Each medal took 15 days to complete, from pressing the design to pouring it in gold, bronze and silver and then finishing it with a coat of varnish.
So when an athlete posted a photo of a fallen bronze medal last August, a few weeks after the Games, the mint launched an internal investigation to “understand the circumstances and the cause of the damage.” ”, said the organization.
The mint found that the varnish used to prevent oxidation was flawed. The varnish’s manufacturing process is a trade secret, but the coating has been reduced after the mint changed it to comply with recent European Union legislation banning the use of chromium trioxide, a toxic chemical used to prevent metals from rusting. according to La Lettre, a French company. newspaper.
A spokesman declined to confirm the report, but said in a statement that the mint had “changed the varnish and improved its manufacturing process to better withstand some of the use athletes see.”

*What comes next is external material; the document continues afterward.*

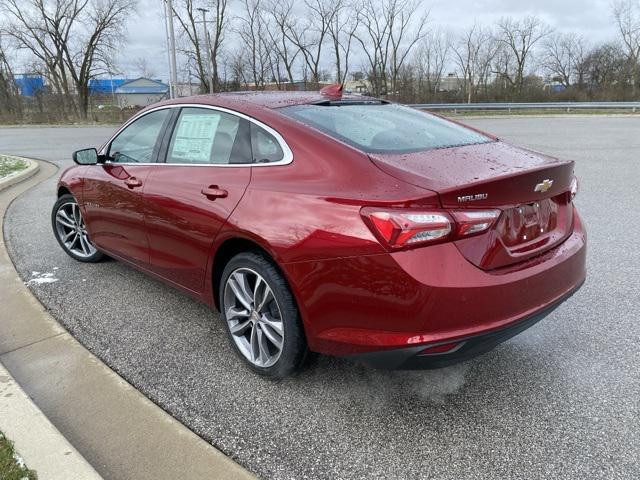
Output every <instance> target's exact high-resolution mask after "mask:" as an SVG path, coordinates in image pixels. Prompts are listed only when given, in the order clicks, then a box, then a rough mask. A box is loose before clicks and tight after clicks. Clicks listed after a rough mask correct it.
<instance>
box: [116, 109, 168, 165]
mask: <svg viewBox="0 0 640 480" xmlns="http://www.w3.org/2000/svg"><path fill="white" fill-rule="evenodd" d="M168 116H169V110H168V109H164V110H157V111H155V112H151V113H147V114H146V115H143V116H142V117H140V118H138V119H137V120H134V121H133V122H132V123H131V124H129V125H128V126H127V127H125V129H124V130H122V131H121V132H120V133H119V134H118V136H117V137H116V138H114V139H113V141H112V142H111V145H110V146H109V157H110V159H111V161H112V162H118V163H149V162H152V161H153V150H154V147H155V145H156V141H157V139H158V134H159V133H160V131H161V130H162V126H163V125H164V122H165V120H166V119H167V117H168Z"/></svg>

Faced with a deluge of deteriorating medals, the International Olympic Committee has vowed to find a replacement. “The damaged medal will be duly replaced by the Monnaie de Paris and engraved in the same way as the original,” he said in a statement.
For LVMH, the Olympics were a coming out party. It is a great movement in sports, and an opportunity to promote the company in a way that was previously avoided, preferring to show its own brand. .
“Obviously it’s a medal, it’s very famous and everyone is asking how it happened and especially from LVMH, whose raison d’être is quality and integrity,” said Michael Payne, who created the IOC’s first marketing strategy.